Charlie, Annabel and William at the Bulawayo office of the National Arts Council

There were several theories. Some said they had seen advance publicity of the launch event we were planning. Some said they were alerted by my putting “musician” on my immigration form. Some favoured a conspiracy and sabotage theory. Some pointed to the uneasy relationship between our respective governments. Whatever it was, they – immigration that is – were not going to budge. The officer at Bulawayo airport and, later, the chief officer in town, both insisted that I could not perform in public without a temporary work permit costing $500, the same as it would for much longer than the period I was staying.

I explained in full the context in which I was wanting to perform – the second anniversary of Simon’s passing, the tribute album we had recorded last year, and the planned launch. I emphasised that I would not be paid for this performance or indeed any other occasion that I might be invited to sing during my stay. The chief officer, although kind and professional, was firm and unmoving. “Rules are rules,” she said.

And so began a long trail of paperwork and visits to offices – endless walks along drab and dreary corridors past doors marked with impenetrable job titles, endless repetitions of the same information, endless frustration at time wasted, endless waiting around for people to show up or to do what they had promised.

Many people helped – my old friend Mbazo Phiri of Sabela Music Projects, who runs the Ibumba Festival, explained in detail what we had to do, gave us office space to write letters, made phone calls to Harare on our behalf, introduced me to a government minister and generally gave a lot of moral support. Annabel, one of my strong women, helped with a lot of the paperwork and lent her laptop. Desmond Ntini, another old friend who put a lot of energy into the launch project, accompanied me and Charlie on several of our immigration visits, and found me a hotel where I could get a drink after a particularly bad day. William Nyandoro at the Bulawayo office of the National Arts Council was very supportive and although he was off work in the second week did not turn us away when in desperation we turned up at his home late one evening.

We produced a contract, a budget indicating how much of my own money was going into the project, and a letter to the main Arts Council office in Harare. Everyone we spoke to, apart from immigration of course, said we should not have to pay. On the Tuesday of the second week, endorsed by the head of the Arts Council as permission was in process, I performed at the opening of the Ibumba Festival.

Days dragged on – not one without a trip into town related to this and other snatched errands to do with the launch concert. Every day we would swear that we would return from town in time to rehearse, and almost every day we failed to do so. The rest of Sunduza, bless them, were understanding and sympathetic.
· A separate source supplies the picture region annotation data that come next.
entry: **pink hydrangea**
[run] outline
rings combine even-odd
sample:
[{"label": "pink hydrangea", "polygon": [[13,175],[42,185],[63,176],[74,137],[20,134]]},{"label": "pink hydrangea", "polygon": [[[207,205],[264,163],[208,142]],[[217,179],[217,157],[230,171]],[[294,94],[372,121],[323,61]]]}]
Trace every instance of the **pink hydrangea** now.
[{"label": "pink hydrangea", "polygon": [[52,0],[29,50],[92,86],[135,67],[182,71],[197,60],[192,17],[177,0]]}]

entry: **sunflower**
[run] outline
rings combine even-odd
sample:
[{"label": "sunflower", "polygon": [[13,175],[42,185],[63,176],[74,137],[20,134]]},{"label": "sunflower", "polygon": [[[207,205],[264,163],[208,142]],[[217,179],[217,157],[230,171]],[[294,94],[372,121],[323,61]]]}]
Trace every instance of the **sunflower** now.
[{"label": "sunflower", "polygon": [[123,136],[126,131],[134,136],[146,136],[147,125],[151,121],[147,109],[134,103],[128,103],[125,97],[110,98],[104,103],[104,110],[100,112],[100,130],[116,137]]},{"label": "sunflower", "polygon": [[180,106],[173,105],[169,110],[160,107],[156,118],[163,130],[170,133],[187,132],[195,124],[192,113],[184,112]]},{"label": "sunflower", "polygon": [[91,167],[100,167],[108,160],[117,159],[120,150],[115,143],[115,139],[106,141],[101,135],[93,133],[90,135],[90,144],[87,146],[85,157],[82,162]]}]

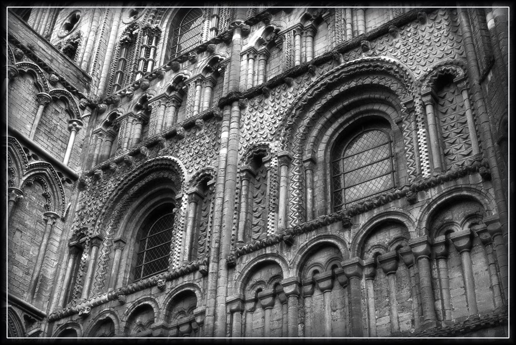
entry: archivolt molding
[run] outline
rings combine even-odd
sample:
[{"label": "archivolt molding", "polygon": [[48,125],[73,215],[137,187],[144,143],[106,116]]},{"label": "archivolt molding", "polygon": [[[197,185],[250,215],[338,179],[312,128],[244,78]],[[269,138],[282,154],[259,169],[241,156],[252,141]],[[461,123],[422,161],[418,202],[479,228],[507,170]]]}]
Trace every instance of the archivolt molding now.
[{"label": "archivolt molding", "polygon": [[329,233],[318,233],[316,237],[303,243],[295,254],[292,262],[292,271],[294,275],[301,277],[303,269],[304,268],[304,265],[307,260],[310,258],[312,250],[316,250],[317,248],[325,244],[329,244],[338,248],[341,252],[343,259],[349,257],[348,243],[340,235],[340,234]]},{"label": "archivolt molding", "polygon": [[27,154],[23,151],[18,140],[13,137],[7,137],[7,169],[11,177],[8,181],[9,187],[18,187],[22,176],[29,163]]},{"label": "archivolt molding", "polygon": [[[308,112],[314,104],[328,92],[347,86],[353,78],[362,75],[373,76],[381,74],[394,78],[401,86],[400,90],[393,90],[400,100],[412,100],[416,109],[421,109],[421,96],[418,94],[417,83],[412,73],[400,62],[386,56],[366,57],[342,64],[320,76],[301,93],[287,110],[279,126],[276,137],[281,141],[282,146],[288,144],[293,136],[299,138],[304,128],[299,128],[294,133],[296,125],[307,118]],[[384,84],[383,78],[379,81]]]},{"label": "archivolt molding", "polygon": [[53,98],[55,97],[64,100],[68,105],[68,108],[71,112],[70,115],[72,118],[80,118],[80,112],[79,111],[79,107],[77,105],[77,102],[70,92],[64,89],[54,89],[49,91],[49,94]]},{"label": "archivolt molding", "polygon": [[45,73],[41,68],[35,63],[23,61],[18,62],[15,65],[18,71],[23,71],[25,73],[31,73],[36,77],[34,83],[40,92],[45,92],[49,93],[50,88],[49,86],[49,81],[45,76]]},{"label": "archivolt molding", "polygon": [[105,309],[103,309],[98,315],[92,318],[91,321],[84,332],[86,336],[95,336],[94,334],[91,334],[92,332],[99,322],[104,321],[106,319],[109,319],[113,322],[113,324],[115,325],[115,334],[120,333],[120,322],[119,319],[118,314],[117,314],[114,309],[109,308],[107,310]]},{"label": "archivolt molding", "polygon": [[443,204],[449,205],[454,200],[469,199],[481,205],[486,211],[486,215],[494,216],[496,203],[491,194],[479,187],[462,185],[454,186],[445,189],[436,199],[427,204],[420,211],[420,217],[416,223],[417,236],[428,234],[429,222],[434,214],[434,211]]},{"label": "archivolt molding", "polygon": [[[365,239],[370,234],[372,229],[386,222],[392,222],[402,224],[407,229],[407,232],[409,235],[411,235],[412,238],[418,237],[417,234],[411,234],[408,231],[408,229],[414,228],[416,223],[415,219],[408,212],[400,208],[380,211],[366,221],[362,224],[360,228],[353,234],[350,242],[350,257],[358,256],[359,254],[360,247]],[[407,239],[410,239],[407,238]]]},{"label": "archivolt molding", "polygon": [[[441,62],[429,69],[420,78],[422,89],[434,88],[436,81],[443,75],[452,75],[454,78],[467,75],[465,63],[460,60],[454,60]],[[466,82],[467,78],[466,78]],[[468,83],[469,84],[469,83]]]},{"label": "archivolt molding", "polygon": [[214,179],[216,176],[217,169],[215,167],[205,167],[194,173],[190,178],[187,186],[188,188],[197,187],[204,179],[207,178],[209,180]]},{"label": "archivolt molding", "polygon": [[22,177],[20,189],[38,180],[43,186],[44,195],[47,198],[45,207],[47,211],[52,211],[64,217],[66,213],[66,196],[61,179],[52,165],[47,162],[36,161],[29,163]]},{"label": "archivolt molding", "polygon": [[283,255],[280,253],[264,254],[248,262],[240,272],[235,271],[235,291],[239,292],[243,291],[243,289],[248,283],[247,280],[257,271],[255,269],[257,266],[269,263],[275,264],[280,267],[284,278],[291,276],[288,261]]}]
On the Thursday of the second week we finally received, via the Bulawayo office, the official letter from the Arts Council in Harare giving me permission to play at Ibumba on the Friday and the launch on the Saturday. After another long wait at immigration for an answer from their Harare office, during which Charlie’s cousin Leroy was sent to an internet cafe, at my expense, to scan and email a document because they didn’t have a scanner, I was told to come back on the Friday morning to pay for the work permit.

Rules are rules, indeed, and in hindsight we should have dealt with this a long way in advance. Mbazo has intimated before that I have been lucky to escape the scrutiny of the authorities, and earlier this year a South African gospel singer he had engaged was turned back at the airport, so I guess they’re tightening up. Artists in Zimbabwe operate under a lot of stresses too – when we went for the required police permission for the concert, for example, we were asked for a copy of the CD so that it could be screened for any political content. Even diverting from the standard version of the national anthem can invite censure apparently. So on the whole I guess I got off lightly.

The experience bruised me however, dominated the short duration of my stay, and only just failed to totally spoil the launch concert. I’m not going to say, “Never again,” but I do feel that a break from my regular visits is indicated.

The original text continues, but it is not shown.